На следующий день мы с Джио долго сидели на мостике около дома и разговаривали, свесив ноги над речкой, в которой струились по течению пряди водорослей. Вдруг над нами какой-то шелест. Подняли голову — зимородок: в отчаянном трепете крыльев слились в едином вихре синий, красный, зеленый, огонь и ртуть, — и тут же все исчезло.
Комары попрятались — их спугнул холодный ветер, принесший запах тины. Стрекозы продолжали носиться над водой, морща водную гладь. Потихоньку, играя в китайские тени, к нам подкралась темнота. Но мы были увлечены игрой в вопросы-ответы, этаким пинг-понгом, не менее утомительным для меня, чем детские “почему”. Было бы наивным полагать, что Джио импровизировал. Он все продумал заранее, наверно — в поезде, а может, еще раньше, до своего побега из дома.

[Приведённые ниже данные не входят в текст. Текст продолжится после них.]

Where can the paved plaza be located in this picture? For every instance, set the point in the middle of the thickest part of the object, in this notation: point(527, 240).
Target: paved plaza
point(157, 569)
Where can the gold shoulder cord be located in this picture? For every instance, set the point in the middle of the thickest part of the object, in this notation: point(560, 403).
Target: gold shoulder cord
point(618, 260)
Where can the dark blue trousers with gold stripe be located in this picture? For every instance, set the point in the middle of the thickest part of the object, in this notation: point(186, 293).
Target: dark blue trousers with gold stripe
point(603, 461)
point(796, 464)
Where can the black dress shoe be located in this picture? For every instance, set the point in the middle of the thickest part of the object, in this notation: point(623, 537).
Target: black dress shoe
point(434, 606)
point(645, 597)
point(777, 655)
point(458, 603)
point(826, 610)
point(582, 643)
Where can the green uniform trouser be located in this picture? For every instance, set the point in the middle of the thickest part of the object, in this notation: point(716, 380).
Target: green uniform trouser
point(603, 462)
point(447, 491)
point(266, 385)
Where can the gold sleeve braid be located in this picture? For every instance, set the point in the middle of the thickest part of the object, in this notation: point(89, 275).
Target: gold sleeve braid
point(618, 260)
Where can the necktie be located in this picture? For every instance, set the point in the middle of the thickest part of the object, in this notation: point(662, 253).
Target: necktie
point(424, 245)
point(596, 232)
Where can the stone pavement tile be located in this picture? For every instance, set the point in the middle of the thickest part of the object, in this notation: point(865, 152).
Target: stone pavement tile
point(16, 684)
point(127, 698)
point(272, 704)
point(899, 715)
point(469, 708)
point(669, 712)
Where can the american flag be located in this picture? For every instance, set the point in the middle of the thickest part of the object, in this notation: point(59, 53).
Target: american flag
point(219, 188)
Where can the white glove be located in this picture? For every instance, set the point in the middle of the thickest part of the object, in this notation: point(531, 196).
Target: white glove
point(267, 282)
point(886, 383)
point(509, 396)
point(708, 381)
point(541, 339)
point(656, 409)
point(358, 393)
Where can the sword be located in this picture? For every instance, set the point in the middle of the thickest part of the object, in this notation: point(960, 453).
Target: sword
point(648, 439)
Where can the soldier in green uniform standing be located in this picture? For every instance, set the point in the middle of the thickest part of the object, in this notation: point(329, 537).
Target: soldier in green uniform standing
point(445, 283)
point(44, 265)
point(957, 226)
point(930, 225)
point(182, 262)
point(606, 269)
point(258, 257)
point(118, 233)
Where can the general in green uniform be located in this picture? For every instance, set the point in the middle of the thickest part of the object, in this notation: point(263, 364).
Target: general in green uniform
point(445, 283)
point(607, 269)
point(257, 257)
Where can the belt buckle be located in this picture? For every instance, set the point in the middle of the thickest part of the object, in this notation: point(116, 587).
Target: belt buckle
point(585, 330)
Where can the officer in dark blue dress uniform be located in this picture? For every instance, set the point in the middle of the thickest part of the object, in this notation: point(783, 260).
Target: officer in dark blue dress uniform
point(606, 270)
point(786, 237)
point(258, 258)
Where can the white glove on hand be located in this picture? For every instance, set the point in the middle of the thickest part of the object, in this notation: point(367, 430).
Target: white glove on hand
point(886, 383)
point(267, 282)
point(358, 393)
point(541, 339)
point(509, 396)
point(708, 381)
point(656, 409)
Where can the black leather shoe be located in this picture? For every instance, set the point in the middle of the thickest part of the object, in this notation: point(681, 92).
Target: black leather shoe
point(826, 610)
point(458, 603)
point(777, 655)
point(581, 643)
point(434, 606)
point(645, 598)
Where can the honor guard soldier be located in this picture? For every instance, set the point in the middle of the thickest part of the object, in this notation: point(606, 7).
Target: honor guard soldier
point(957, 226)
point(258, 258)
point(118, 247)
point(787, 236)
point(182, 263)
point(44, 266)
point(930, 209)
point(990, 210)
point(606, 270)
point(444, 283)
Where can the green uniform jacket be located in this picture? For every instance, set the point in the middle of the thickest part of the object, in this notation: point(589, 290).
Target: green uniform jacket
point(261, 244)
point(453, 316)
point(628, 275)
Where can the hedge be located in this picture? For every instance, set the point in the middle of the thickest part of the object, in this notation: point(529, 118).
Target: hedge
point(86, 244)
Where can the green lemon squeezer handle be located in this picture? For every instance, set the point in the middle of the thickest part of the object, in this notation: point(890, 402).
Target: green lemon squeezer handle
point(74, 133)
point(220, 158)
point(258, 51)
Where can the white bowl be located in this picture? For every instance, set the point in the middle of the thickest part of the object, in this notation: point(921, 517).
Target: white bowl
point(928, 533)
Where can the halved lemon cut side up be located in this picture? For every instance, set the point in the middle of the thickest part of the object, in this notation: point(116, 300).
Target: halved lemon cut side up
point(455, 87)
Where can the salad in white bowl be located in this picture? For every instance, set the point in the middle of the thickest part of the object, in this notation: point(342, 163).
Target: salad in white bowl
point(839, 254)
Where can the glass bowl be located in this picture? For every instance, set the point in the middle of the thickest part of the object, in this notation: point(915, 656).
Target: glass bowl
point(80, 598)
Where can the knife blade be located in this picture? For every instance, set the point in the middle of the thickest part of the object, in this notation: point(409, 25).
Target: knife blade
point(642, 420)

— Я хочу бороться за будущее ради тех, кто придет после меня, во имя животных и растений и вообще во имя всего живого, что исчезнет однажды с лица земли.
Маленькая пауза, и снова:
— Знаешь, Эмма, я не боюсь говорить, что думаю и как все себе представляю, даже если надо мной будут смеяться за то, что я ничего не смыслю в экономике и в политике, а без них все мои заявления вроде как полная фигня. Но понимаешь, я считаю, что все гораздо проще, чем эти их рассуждения, которыми мне пытаются запудрить мозги. Надо дать людям то, чего им не хватает, — крышу над головой, пищу, образование, а животным вернуть то, что у них отобрали, — свободу. Не нужно быть семи пядей во лбу, чтобы видеть, как делаются деньги. Обманом, спекуляцией на вооружении и на банках с газировкой в том числе. Для этого те, кому надо, специально развязывают войны. У меня нет готовых решений, но я не питаю ни малейшего уважения к тем, кто нами правит и кто должен предлагать выход из ситуации. Эти люди врут как дышат, а остальные делают вид, что верят им.

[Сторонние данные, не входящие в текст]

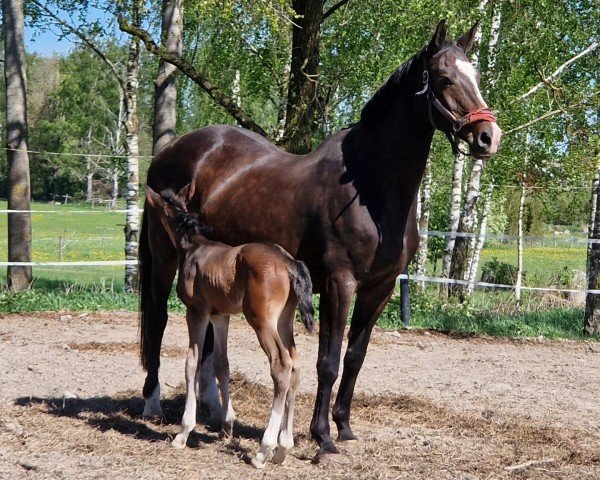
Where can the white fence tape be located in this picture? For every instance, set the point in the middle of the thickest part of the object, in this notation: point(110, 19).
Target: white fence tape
point(451, 281)
point(100, 263)
point(66, 212)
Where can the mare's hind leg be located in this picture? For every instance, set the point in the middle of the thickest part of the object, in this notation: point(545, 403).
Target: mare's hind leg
point(221, 366)
point(286, 435)
point(197, 322)
point(207, 388)
point(281, 369)
point(162, 265)
point(369, 305)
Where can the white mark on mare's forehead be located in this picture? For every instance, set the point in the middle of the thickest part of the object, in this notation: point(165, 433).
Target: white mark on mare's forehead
point(468, 70)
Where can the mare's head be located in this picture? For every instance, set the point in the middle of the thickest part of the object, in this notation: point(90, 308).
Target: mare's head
point(454, 101)
point(176, 219)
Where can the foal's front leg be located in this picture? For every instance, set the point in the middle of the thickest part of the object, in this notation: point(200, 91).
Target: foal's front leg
point(197, 321)
point(221, 365)
point(281, 369)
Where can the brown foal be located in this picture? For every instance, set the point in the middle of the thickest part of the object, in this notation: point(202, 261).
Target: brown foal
point(215, 280)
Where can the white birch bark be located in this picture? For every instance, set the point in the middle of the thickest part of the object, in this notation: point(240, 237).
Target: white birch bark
point(519, 281)
point(165, 92)
point(132, 152)
point(19, 224)
point(454, 217)
point(592, 301)
point(479, 241)
point(424, 203)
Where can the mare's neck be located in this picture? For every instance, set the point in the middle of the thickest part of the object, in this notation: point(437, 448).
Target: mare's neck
point(385, 153)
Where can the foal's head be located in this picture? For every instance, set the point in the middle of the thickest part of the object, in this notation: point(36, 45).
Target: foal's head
point(451, 86)
point(178, 221)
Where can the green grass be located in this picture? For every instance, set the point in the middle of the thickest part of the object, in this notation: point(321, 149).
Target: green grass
point(98, 235)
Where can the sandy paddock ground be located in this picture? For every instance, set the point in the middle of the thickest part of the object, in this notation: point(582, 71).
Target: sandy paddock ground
point(428, 406)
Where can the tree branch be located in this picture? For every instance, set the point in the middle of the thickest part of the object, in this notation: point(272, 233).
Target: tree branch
point(557, 72)
point(333, 9)
point(226, 101)
point(548, 115)
point(86, 40)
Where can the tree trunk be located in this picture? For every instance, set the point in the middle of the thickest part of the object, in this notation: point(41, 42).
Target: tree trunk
point(165, 86)
point(132, 151)
point(519, 281)
point(460, 264)
point(89, 181)
point(592, 301)
point(480, 241)
point(424, 210)
point(19, 224)
point(303, 85)
point(467, 223)
point(454, 217)
point(114, 194)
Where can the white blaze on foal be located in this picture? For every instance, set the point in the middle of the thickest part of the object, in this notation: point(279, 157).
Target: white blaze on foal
point(468, 70)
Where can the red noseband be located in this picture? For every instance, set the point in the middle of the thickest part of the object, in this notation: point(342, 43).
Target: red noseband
point(483, 114)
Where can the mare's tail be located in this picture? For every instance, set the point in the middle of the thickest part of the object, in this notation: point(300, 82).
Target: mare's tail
point(302, 287)
point(145, 289)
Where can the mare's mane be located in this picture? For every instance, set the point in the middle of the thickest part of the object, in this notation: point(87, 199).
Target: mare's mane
point(187, 223)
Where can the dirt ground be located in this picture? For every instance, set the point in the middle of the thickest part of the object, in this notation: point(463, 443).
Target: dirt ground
point(428, 406)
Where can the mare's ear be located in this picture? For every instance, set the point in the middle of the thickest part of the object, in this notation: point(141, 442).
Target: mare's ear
point(438, 39)
point(186, 193)
point(153, 198)
point(466, 41)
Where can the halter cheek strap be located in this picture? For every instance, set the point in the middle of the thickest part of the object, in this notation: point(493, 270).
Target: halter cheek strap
point(474, 116)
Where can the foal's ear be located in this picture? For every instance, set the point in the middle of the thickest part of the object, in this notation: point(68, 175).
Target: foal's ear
point(186, 193)
point(153, 198)
point(438, 39)
point(466, 41)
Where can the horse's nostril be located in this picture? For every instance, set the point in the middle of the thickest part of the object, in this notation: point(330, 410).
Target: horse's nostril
point(485, 139)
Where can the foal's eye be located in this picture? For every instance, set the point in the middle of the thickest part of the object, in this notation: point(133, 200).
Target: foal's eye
point(445, 82)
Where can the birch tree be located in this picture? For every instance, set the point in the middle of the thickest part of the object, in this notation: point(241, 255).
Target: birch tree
point(127, 83)
point(19, 224)
point(165, 86)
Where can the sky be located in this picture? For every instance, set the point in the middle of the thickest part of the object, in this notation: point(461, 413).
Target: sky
point(48, 43)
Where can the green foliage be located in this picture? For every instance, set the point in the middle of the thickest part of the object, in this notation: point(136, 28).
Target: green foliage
point(498, 272)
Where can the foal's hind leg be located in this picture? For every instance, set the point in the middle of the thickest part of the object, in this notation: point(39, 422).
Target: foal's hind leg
point(197, 322)
point(281, 369)
point(286, 435)
point(221, 366)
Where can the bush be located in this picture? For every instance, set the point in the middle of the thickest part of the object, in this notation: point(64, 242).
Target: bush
point(499, 272)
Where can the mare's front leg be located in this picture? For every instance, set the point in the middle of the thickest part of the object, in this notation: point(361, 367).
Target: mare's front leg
point(221, 365)
point(369, 305)
point(285, 441)
point(159, 264)
point(197, 321)
point(333, 310)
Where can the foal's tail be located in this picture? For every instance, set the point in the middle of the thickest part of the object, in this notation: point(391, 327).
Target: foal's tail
point(302, 287)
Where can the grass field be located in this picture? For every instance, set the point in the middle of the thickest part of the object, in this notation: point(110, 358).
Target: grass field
point(89, 234)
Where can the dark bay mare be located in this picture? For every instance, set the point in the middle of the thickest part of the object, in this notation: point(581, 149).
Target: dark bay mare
point(345, 209)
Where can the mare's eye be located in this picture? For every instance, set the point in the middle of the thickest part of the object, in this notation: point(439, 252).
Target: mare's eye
point(445, 82)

Я заметила, что его трясет после этой долгой тирады, но вид у него был тем не менее довольный. Я помолчала некоторое время, потом спросила:
— Ты говорил об этом со своими родителями?
— Не понимаю, причем тут мои родители.
— Вообще-то говоря, они за тебя в ответе, мой дорогой, — напомнила я. — И потом, они далеко не идиоты и могли бы тебе помочь… Что случилось? Чего ты смеешься?

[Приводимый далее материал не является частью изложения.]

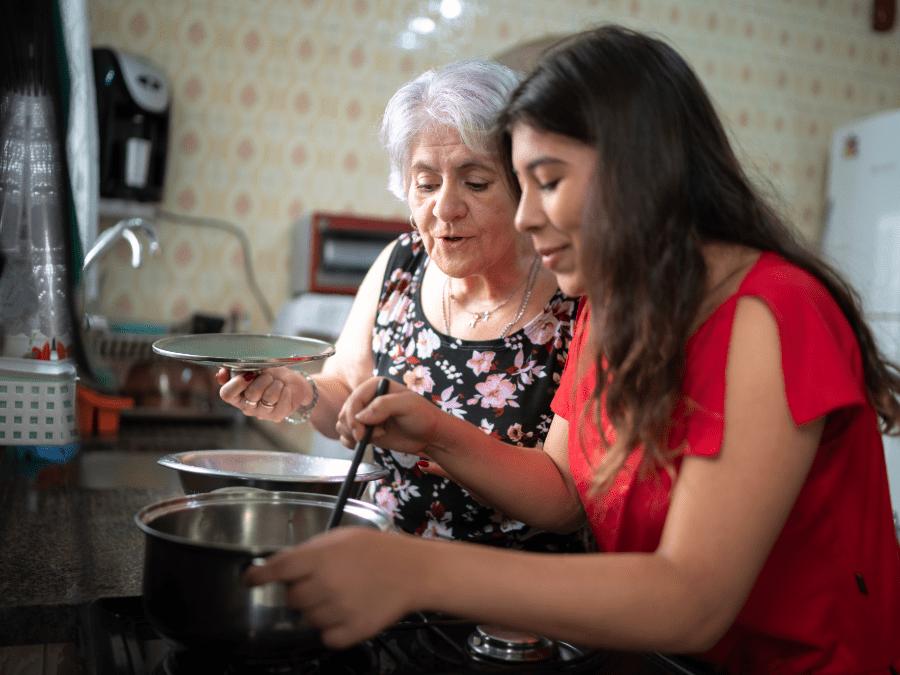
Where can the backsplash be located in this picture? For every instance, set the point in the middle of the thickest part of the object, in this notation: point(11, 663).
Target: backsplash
point(276, 106)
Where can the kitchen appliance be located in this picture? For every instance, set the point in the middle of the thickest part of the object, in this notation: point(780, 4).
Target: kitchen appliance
point(862, 235)
point(133, 105)
point(197, 548)
point(331, 254)
point(205, 470)
point(115, 637)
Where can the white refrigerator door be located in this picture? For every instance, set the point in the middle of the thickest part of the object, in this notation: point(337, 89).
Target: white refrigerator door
point(862, 235)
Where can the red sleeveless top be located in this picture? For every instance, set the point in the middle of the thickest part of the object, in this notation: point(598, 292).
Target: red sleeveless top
point(828, 597)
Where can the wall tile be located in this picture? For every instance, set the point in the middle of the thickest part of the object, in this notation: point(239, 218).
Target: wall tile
point(277, 105)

— Сразу видно, что ты давно с ними не общалась.
— Что ты имеешь в виду?
— Сколько лет назад ты уехала? Когда родились близняшки?
— Что-то в этом духе.
— Хм! Ты бы их, наверно, не узнала.
Джио поймал на лету мошку, кружившую у него перед носом, потом раскрыл ладонь и выпустил. Я отважилась задать вопрос, который меня мучил:
— Они тебе про меня рассказывали?
— А с какой бы стати я сюда, по-твоему, приехал?
— И что же они рассказывали?
— Мне лично — ничего. Между собой говорили. Думали, я их не слушаю. Взрослые, очевидно, полагают, что дети глухие.
Мы долго молчали. Тонкий золотистый месяц застрял в ветвях черного дерева. Джио поднял глаза к небу, как бы прикидывая, сколько еще надо времени, чтобы меня убедить. Потом снял очки, протер стекла штаниной шорт и пробурчал:
— Как можно жить в мире, если ты не принимаешь то, что в нем происходит?
— Тебе только четырнадцать лет, Джио.
— Скоро пятнадцать. Но это ничего не меняет.
— На мой взгляд, ты поступил глупо. Ведь родители не разрешили тебе остаться. Ты и сам это прекрасно знал, еще до того, как позвонил им вчера вечером. Сейчас ты должен быть уже дома.